Я подошел к окну и, приставив ладони к вискам, прижался к стеклу, надеясь увидеть там… что? Изготовившихся к атаке архимагов Белого Круга или руины домов, оставшиеся после неудачного штурма? Но что бы я там ни надеялся увидеть, за окном расстилалась обычная спокойная осенняя ночь. На улице горели все фонари, накрапывал Дождь, временами проезжали повозки; подняв воротники и сгорбившись, быстрым шагом проходили прохожие. Ничегошеньки там, похоже, не намечалось… Когда, интересно, Урсай собрался меня в темнавца обращать? Тут я услышал, как за спиной у меня отворилась дверь, и вздрогнул. Тень Шихара, легок на помине.

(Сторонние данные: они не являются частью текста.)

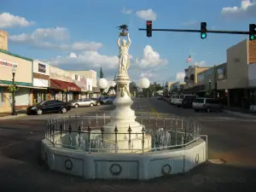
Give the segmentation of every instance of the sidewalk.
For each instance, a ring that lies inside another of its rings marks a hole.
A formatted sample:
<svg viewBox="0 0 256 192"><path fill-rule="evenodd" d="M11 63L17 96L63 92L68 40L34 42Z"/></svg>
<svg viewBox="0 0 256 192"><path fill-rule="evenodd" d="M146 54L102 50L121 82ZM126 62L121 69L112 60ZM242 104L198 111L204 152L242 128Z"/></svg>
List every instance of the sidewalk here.
<svg viewBox="0 0 256 192"><path fill-rule="evenodd" d="M17 117L22 117L26 116L26 110L18 110L17 111L17 115L12 115L11 113L0 113L0 120L1 119L14 119Z"/></svg>
<svg viewBox="0 0 256 192"><path fill-rule="evenodd" d="M224 107L225 113L233 114L234 116L241 117L249 119L256 119L256 111L249 109Z"/></svg>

– Локай, ты готов? – ну разумеется, кто же еще.
– Нет, – сказал я твердо, оборачиваясь и чувствуя твердую решимость всеми силами воспротивиться обращению в адепта Тьмы. Любым способом… Гор всемилостивый, да лучше помереть, чем стать Врагом Света. Я заозирался в поисках чего-нибудь, чем можно лишить себя жизни… или хотя пригрозить это сделать. И почему мне это сразу в голову не пришло? Надо было хоть нож в кармане припрятать… но поздно, и я только вздернул голову, стараясь всем видом показать, что умру, но не дамся.
Урсай, склонив голову, молча наблюдал за мной, потом прошел к столу и сел. Щелкнул пальцами, по всей зале зажглись свечи. Я зажмурился, прикрыв глаза ладонью.
– Сядь, – сказал мне маг спокойным голосом, – поговорим.
Я осторожно присел на край стула, не убирая, однако, непреклонного выражения с лица – пусть видит, что намерение мое твердо.
– Я не понимаю, – продолжил он слегка раздраженным тоном, – почему ты ведешь себя так, словно я тебя как минимум собираюсь лишить девственности противоестественным способом? Представление Тьме – это то, чего алкали многие, но получали лишь единицы. Во все века Темное посвящение ценилось намного выше Светлого…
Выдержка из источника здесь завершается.